Me entrego al Señor Oscuro una y otra vez. De día y de noche. No sé por qué lo hago. Si brujería es hacer lo contrario de lo que uno quiere, esto es brujería. Me someto a su voluntad. Me repugna y me repugno. Supongo que lo hago porque siempre he pensado que no merezco la felicidad. Él me ha ensuciado, estoy sucia, tanto da dejar que me ensucie del todo. Voy a su casa y él viene a la mía. Nunca digo su nombre y él nunca me llama por el mío. No digo su nombre aunque todo el pueblo conoce el suyo.
Y él me llama Selene.
No sé nada del farero pero sé que en un pueblo tan pequeño todo se sabe.

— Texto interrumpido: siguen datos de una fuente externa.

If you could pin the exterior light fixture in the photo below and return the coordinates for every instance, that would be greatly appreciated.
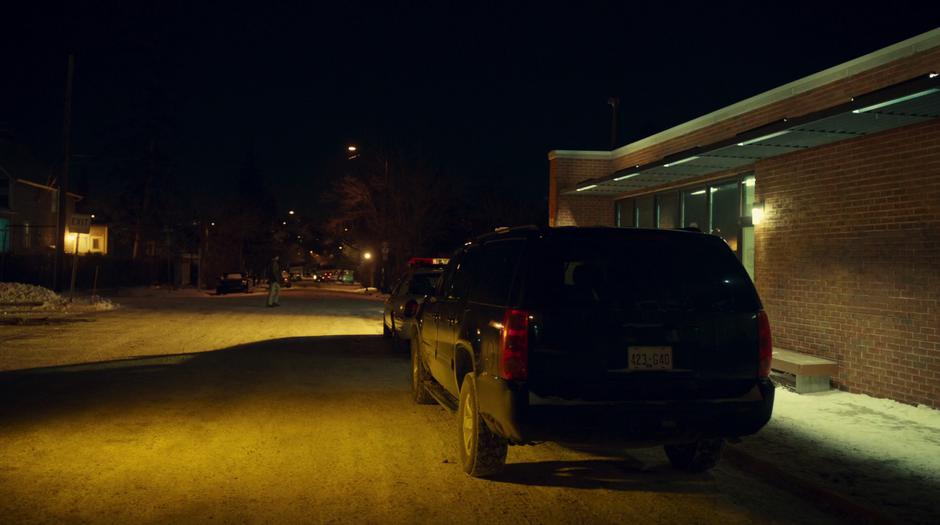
(763, 138)
(683, 161)
(896, 100)
(757, 213)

Por fin, un día él abre el baúl que guarda junto a las flechas con curare, las vírgenes góticas, las tallas de obsidiana y las máscaras, las máscaras más negras que el pecado, oscuras como mis remordimientos.
—Lo que vas a ver hoy no se lo puedes contar a nadie.
—¿No lo puedo contar? ¿No lo puedo escribir? Entonces no supone ninguna ayuda ni para mí ni para mi tesis, lo que no puedo contar no existe, lo que no ha sido dicho no es real.
—No te lo enseño para ayudarte, sino para ayudarme a mí.
Me retuerce la muñeca mientras me tiende un legajo de vitela. Sé lo que es antes de que él me lo diga. Antes de que comience a leer con su voz grave y, sin embargo, hermosa; una voz habituada a los sermones y a los gritos en la selva. Una voz que sólo tartamudea cuando miente o cuando duda. Antes de que me diga: «Esto lo encontré cuando todavía era bueno», mucho antes, ya sé que se trata del proceso de Selene, de sus confesiones, de su voz.